We asked a few former NPIHN guests to talk about their transition from emergency housing to a permanent home. Here’s what they had to say:
It doesn’t seem long ago when I was a product of “the system.” I had been in several shelters that left me feeling lost with no alternatives. I was treated as a number rather than a person in distress. It was rock bottom for me. After entering PIHN I felt security and stability living there. They provided regular self improvement meetings (budgeting, parenting, groups, etc.). I enjoyed them because they gave me an opportunity to grow in areas where I thought I had it all together. I also met people who had the same goal in mind and that was to do God’s will (helping those in need). I was there only a few months before I moved into my own rental apartment and got a job at a local bank. I was still at the PIHN office daily; whether it was to eat a meal, attend a meeting, or use the computer to write papers while I attended college. The staff and volunteers were there for me every step of the way –even during the birth of my children. It was a humbling experience being so needy. I was thankful that this was a shelter not like a shelter.
I now have my college degree, moved up in the bank, I am married with six lovely children and we are new homeowners. The Lord has been so good to us. Through those times that all would consider suffering, it produced perseverance, endurance, character and hope within me.
“It was a relief to leave the shelter system. It felt really good to have my own space. The day I found I was leaving the congregational shelter program was so exciting. I felt overwhelmed by both good and bad feelings. I was a little worried about maintaining. Once you’ve been in shelter, your biggest fear is ending up back in that position again. When I entered PIHN’s transitional housing program, I still felt I had my own independence, but it also felt like I had a big safety net. I had a network backing me if I needed anything.
I have a lot of big goals, but my biggest immediate goal is home ownership. My husband and I would like to purchase our own home and to have security and equity, that’s our biggest dream.
My advice to families in shelter now is to stay focused, and stay on course of the program.
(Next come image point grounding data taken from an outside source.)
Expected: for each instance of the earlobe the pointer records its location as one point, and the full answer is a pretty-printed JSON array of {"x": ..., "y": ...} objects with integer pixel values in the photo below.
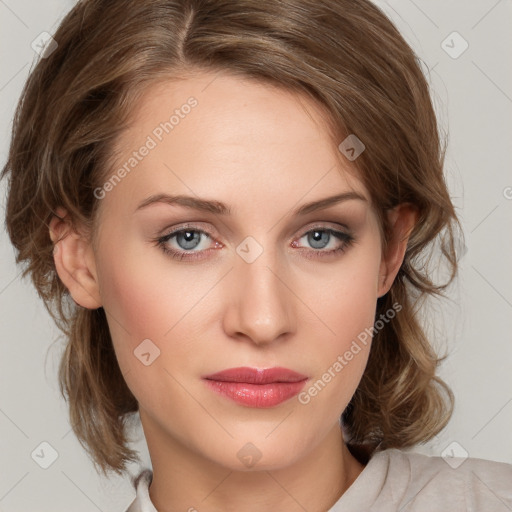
[
  {"x": 402, "y": 220},
  {"x": 74, "y": 262}
]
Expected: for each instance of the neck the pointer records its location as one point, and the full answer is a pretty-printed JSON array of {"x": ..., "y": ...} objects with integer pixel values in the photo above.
[{"x": 186, "y": 480}]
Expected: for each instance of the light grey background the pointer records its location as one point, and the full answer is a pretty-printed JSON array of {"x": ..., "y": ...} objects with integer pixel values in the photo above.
[{"x": 473, "y": 98}]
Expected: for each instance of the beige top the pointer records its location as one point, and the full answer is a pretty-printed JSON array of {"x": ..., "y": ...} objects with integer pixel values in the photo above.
[{"x": 395, "y": 480}]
It’s set up for your success. Examine your own faults and take the time to get over your own issues. If you follow the basic program, then you’ll be successful.”
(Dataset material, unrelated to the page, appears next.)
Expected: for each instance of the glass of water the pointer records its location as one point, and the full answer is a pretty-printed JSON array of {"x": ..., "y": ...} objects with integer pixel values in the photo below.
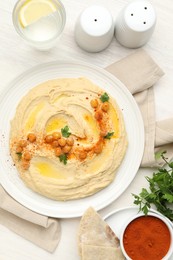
[{"x": 39, "y": 22}]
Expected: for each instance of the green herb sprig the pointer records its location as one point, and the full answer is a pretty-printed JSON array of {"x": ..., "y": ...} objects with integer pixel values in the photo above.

I found out on November 16th that I was moving out of PIHN’s emergency housing program. I felt a lot of nervous anticipation. I was definitely excited to be have a home for my family, but I was also anxious to be facing a whole new category of challenges that comes with transitioning into my own home. PIHN prepared me for the transition by supplying me with all the household supplies my family needed very quickly. It took a lot of stress out of moving. I also appreciated the continued emotional support from PIHN staff. Eventually we would like to be entrepreneurs and homeowners, and I am confident that the support my family receives from PIHN will further motivate us to accomplish our goals. Please look at my 6 year old’s drawing when he first walked into our on moving day. He grabbed some crayons and got right to work as the movers were bringing our things into the house:
Former Family & Volunteer:
My husband and I would have been out on the street and living in our car if it had not been for PIHN. I had a job, my husband did not. My salary alone was not enough to keep a roof over our heads and pay the other bills that go along with having a roof over our head. Staying with them allowed me to pay off many bills and save money to have a down payment on getting an apartment. As well as helping my husband get a job.
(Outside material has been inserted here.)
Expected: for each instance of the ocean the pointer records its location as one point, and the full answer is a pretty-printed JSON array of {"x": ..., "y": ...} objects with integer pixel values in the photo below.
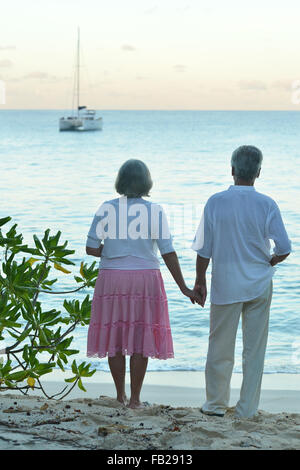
[{"x": 58, "y": 180}]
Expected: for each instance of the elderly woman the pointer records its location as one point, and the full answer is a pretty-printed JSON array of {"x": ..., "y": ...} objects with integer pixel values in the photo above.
[{"x": 129, "y": 309}]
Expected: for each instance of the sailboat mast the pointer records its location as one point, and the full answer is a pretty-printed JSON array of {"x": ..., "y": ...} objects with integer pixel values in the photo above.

The shelters were Churches and Temples – a much safer place than the streets. The help and kindness were so comforting that we have made friends with different people from these sacred places. We just would not have made it through without them.
I came to PIHN in September 2010. All I know is when I came here I was totally distraught and didn’t know where I was going to be or what I was going to do. From day one, the people at PIHN welcomed me with open arms and gave me the comfort I needed. At my age and with my education I couldn’t have done it without them. The staff helped me feel safe and secure. They are the most open-hearted people I have ever met.
Hello all my name is Shannon. I have taken the time to write about my experience with Interfaith Hospitality Network. When I was a child our home in Germantown Philadelphia became destroyed by a fire. My mother did all that she could to bring the house back to livable conditions. As one could imagine this task can take decades, with little means to do so, in which this case it did. Once I went to college, I was happy to not have to live under these unbearable living conditions. To my surprise during winter, summer and other breaks students were not allowed to reside on campus. I learned about Interfaith Hospitality through my church. At the time I was to embarrassed to go for help and let the people of Interfaith Hospitality know I did not have access to livable housing conditions during the breaks. After a while I decided to visit the facility to see what the living conditions were there. When I reached the campus where the housing was I immediately felt at home. Everyone welcomed me with open arms especially [Executive Director] Ms. Rachel Falkove. The security was pleasant, the facility was very clean and the other residents were down to earth. I never though that transitional housing could feel like home. As I recall one of my best memories was eating a great home cooked meal prepared by some of the volunteers. I pray that I never need to be in that situation again, but if I was I would return to Interfaith Hospitality. This organization has been a great help in my life when I really needed it the most. I will be ever so mindful to give back and make donations, for I know it is for a genuine cause.